Chip designer NVIDIA Corporation will use Intel Corporation's Arizona chip manufacturing facilities to manufacture its chip products, according to the firm's chief executive officer Mr. Jen-hsun Huang. The executive made the comments in an interview with CNBC, as his firm rides the hype train following the massive success of ChatGPT with the general public and firms alike. NVIDIA's products sit at the heart of the artificial intelligence powered chatbot, which uses existing data sets to generate life-like responses to queries.
NVIDIA's Server Boards For ChatGPT Cost An Estimated $200,000 Each
Mr. Huang's interview with CNBC covered his firm's early bet on artificial intelligence and deep learning, which saw skepticism all around, including Wall Street. Since then, NVIDIA has come a long way, and its products are used in various applications such as ChatGPT, healthcare and even supercomputers.
The growth in popularity of ChatGPT has boosted sentiment in NVIDIA right at the time the firm is struggling financially due to weak macroeconomic conditions affecting the personal computing market. For NVIDIA, the troubles are two-fold, as it has to deal with reduced demand for its gaming graphics processing units from gamers and cryptocurrency miners in the wake of last year's market crash.

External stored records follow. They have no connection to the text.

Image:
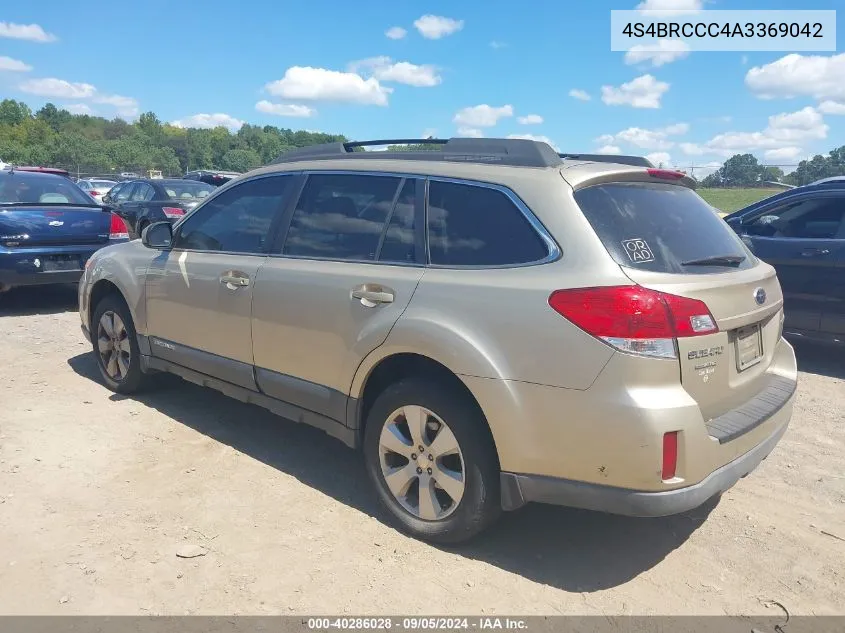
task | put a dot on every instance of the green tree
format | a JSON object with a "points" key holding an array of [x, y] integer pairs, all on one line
{"points": [[240, 160], [13, 112]]}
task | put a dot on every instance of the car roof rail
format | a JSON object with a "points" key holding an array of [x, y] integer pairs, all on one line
{"points": [[495, 151], [620, 159]]}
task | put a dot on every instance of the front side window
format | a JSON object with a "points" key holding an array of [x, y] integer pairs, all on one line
{"points": [[470, 225], [341, 216], [813, 218], [236, 221], [142, 193]]}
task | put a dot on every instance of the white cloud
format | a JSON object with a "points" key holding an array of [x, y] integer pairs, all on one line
{"points": [[482, 115], [659, 158], [536, 137], [433, 27], [692, 149], [320, 84], [832, 107], [30, 32], [799, 75], [396, 33], [384, 69], [643, 92], [78, 108], [13, 65], [59, 88], [664, 51], [609, 149], [657, 139], [787, 129], [530, 119], [783, 153], [470, 132], [285, 109], [581, 95], [218, 119], [671, 7]]}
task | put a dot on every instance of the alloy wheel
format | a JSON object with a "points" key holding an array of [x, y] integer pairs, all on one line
{"points": [[113, 345], [422, 463]]}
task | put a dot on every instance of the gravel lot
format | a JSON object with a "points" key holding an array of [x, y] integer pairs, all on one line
{"points": [[98, 494]]}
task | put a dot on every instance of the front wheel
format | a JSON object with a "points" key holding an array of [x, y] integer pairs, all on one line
{"points": [[116, 346], [432, 461]]}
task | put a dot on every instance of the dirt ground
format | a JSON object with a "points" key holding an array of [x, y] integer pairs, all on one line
{"points": [[99, 492]]}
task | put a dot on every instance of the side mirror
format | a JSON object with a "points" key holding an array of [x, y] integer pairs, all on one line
{"points": [[158, 236]]}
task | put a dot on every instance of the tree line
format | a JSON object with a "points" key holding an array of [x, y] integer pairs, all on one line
{"points": [[744, 170], [95, 145]]}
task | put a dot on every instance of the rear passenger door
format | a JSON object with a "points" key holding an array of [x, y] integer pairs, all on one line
{"points": [[340, 276]]}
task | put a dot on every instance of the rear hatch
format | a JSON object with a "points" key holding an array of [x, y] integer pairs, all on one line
{"points": [[666, 238], [43, 225]]}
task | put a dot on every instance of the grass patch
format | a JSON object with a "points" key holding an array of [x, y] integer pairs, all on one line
{"points": [[730, 200]]}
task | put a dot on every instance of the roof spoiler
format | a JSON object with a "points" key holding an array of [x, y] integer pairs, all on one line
{"points": [[495, 151], [619, 159]]}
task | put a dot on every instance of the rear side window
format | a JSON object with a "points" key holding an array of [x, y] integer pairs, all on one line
{"points": [[661, 228], [471, 225], [341, 216]]}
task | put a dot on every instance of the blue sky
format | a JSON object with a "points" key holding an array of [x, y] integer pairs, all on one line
{"points": [[459, 68]]}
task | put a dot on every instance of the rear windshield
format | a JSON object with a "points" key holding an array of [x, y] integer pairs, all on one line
{"points": [[27, 188], [185, 189], [661, 228]]}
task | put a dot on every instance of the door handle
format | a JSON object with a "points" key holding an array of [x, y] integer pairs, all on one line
{"points": [[814, 252], [370, 295], [234, 280]]}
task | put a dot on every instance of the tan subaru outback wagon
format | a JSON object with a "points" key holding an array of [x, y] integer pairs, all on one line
{"points": [[492, 323]]}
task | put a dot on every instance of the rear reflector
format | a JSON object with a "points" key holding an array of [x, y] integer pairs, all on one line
{"points": [[173, 212], [666, 174], [670, 455], [634, 319], [117, 229]]}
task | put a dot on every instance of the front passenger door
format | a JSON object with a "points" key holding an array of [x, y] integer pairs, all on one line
{"points": [[199, 294]]}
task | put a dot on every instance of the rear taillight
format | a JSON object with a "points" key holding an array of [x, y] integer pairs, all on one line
{"points": [[670, 456], [666, 174], [173, 212], [117, 229], [634, 319]]}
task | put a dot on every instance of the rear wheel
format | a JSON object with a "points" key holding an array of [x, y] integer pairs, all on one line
{"points": [[433, 464], [116, 346]]}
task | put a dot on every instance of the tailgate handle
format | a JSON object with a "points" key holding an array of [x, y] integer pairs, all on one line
{"points": [[814, 252], [371, 295]]}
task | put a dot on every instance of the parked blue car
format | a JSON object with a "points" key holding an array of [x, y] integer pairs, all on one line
{"points": [[49, 228]]}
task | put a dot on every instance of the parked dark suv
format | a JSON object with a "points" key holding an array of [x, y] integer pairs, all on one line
{"points": [[801, 232], [142, 202], [215, 178]]}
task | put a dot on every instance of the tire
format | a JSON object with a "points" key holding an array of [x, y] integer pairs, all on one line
{"points": [[122, 375], [479, 502]]}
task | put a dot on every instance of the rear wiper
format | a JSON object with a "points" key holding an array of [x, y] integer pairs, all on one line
{"points": [[716, 260]]}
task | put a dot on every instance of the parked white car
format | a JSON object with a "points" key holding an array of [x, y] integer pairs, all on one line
{"points": [[96, 188]]}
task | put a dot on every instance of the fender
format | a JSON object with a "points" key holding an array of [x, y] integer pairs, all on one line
{"points": [[127, 272], [453, 346]]}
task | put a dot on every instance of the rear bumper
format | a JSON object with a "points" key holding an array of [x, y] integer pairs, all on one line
{"points": [[517, 490], [25, 267]]}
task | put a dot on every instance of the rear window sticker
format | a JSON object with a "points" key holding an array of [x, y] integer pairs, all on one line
{"points": [[638, 250]]}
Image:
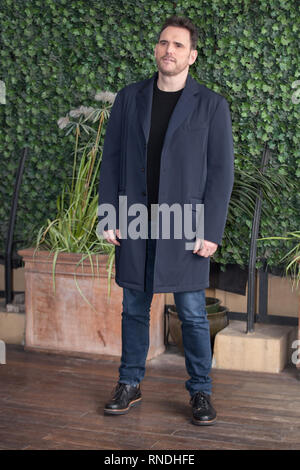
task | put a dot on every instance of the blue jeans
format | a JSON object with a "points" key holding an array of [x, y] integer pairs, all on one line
{"points": [[135, 331]]}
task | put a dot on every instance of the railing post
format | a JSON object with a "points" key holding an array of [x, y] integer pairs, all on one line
{"points": [[11, 226], [253, 249]]}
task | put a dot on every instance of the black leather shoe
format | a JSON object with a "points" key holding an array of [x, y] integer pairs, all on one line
{"points": [[204, 413], [124, 397]]}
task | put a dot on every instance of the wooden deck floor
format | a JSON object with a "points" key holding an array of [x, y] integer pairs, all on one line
{"points": [[55, 402]]}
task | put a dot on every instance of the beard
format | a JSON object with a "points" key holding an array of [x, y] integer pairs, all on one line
{"points": [[169, 71]]}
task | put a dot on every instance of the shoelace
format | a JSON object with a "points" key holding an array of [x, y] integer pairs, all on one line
{"points": [[200, 401], [119, 390]]}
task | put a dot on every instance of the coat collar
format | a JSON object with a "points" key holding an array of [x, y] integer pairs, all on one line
{"points": [[183, 108]]}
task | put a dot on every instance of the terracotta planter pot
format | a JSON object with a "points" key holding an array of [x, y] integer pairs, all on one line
{"points": [[217, 321], [63, 322]]}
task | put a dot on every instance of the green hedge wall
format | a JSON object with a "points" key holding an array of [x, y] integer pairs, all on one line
{"points": [[56, 54]]}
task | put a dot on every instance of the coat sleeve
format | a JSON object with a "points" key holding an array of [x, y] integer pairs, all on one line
{"points": [[111, 161], [220, 173]]}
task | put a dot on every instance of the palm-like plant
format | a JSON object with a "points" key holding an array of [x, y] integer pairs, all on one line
{"points": [[74, 228], [292, 257]]}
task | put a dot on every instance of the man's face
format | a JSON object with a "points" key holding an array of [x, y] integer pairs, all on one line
{"points": [[173, 52]]}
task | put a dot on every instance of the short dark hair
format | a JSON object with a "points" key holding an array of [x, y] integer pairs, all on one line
{"points": [[182, 22]]}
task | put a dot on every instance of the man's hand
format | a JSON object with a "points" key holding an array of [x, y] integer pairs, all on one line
{"points": [[204, 248], [110, 236]]}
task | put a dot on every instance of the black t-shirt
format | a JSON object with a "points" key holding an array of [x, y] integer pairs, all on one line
{"points": [[163, 104]]}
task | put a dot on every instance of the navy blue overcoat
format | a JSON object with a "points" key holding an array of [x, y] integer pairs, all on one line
{"points": [[197, 167]]}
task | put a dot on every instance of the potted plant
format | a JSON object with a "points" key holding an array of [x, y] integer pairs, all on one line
{"points": [[71, 304]]}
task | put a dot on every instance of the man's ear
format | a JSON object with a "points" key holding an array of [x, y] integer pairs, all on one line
{"points": [[193, 56]]}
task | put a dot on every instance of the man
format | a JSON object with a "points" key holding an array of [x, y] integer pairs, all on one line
{"points": [[168, 141]]}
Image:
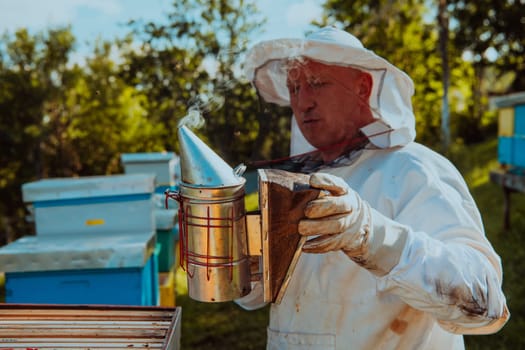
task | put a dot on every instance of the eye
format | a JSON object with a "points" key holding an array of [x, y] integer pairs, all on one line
{"points": [[317, 83], [293, 87]]}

NVIDIA's latest earnings report for its fourth quarter of the fiscal year 2023 saw the firm report $1.8 billion in gaming revenues for the quarter, which marked a strong 46% annual drop. At the same time, in a small silver lining, the gaming revenues grew by 16% quarter over quarter, for the second strongest growth performance across NVIDIA's five business units.

The growth in silicon valley's interest in artificial intelligence is creating a huge demand for NVIDIA's products. Estimates suggest that the beta version of ChatGPT used a whopping 10,000 NVIDIA GPUs to train the model. This is still the tip of the iceberg since experts have also estimated that if Google's Search hypothetically deployed ChatGPT, an unbelievable 4.1 million NVIDIA GPUs would be required to meet the computing requirements.
Mr. Huang himself has been nothing but full of praise for ChatGPT, calling it the greatest thing ever done in computing history in February. And it also stands to be an essential development for his company, with estimates suggesting that the latest model for ChatGPT will require 30,000 NVIDIA GPUs. Mr. Huang explained to CNBC that his firm ships boards with eight GPUs a piece; one board is estimated to have a price tag of $200,000. This indicated that the new ChatGPT model can potentially drive $750 million in GPU sales to NVIDIA.
However, geopolitical tensions in Asia coupled with the fact that most of NVIDIA's GPU supply comes from the Taiwan Semiconductor Manufacturing Company (TSMC) places the firm's supply chain at risk of disruption. To mitigate this, Mr. Huang is planning to utilize Intel's multi billion dollar plans to open up its chipmaking plants for other chip designers as well.
When asked by CNBC's Katie Tarasov about the importance of TSMC in the global chip supply chain, the NVIDIA executive replied:
The fact of the matter is TSMC is a really important company. And the world doesn't have more than one of them. It is imperative upon ourselves and them, for them to also invest in diversity and redundancy.
Mr. Huang added, "oh absolutely, we'll use Arizona," in response to Tasarov's question about his firm's plans to use Intel's Arizona facilities for its chip manufacturing. TSMC is also building a chip facility in Arizona as part of its efforts to diversify its supply chain, as it potentially aims to take advantage of subsidies offered by the U.S. government; subsidies, if approved, will bar the firm from committing to advanced chipmaking plants in China.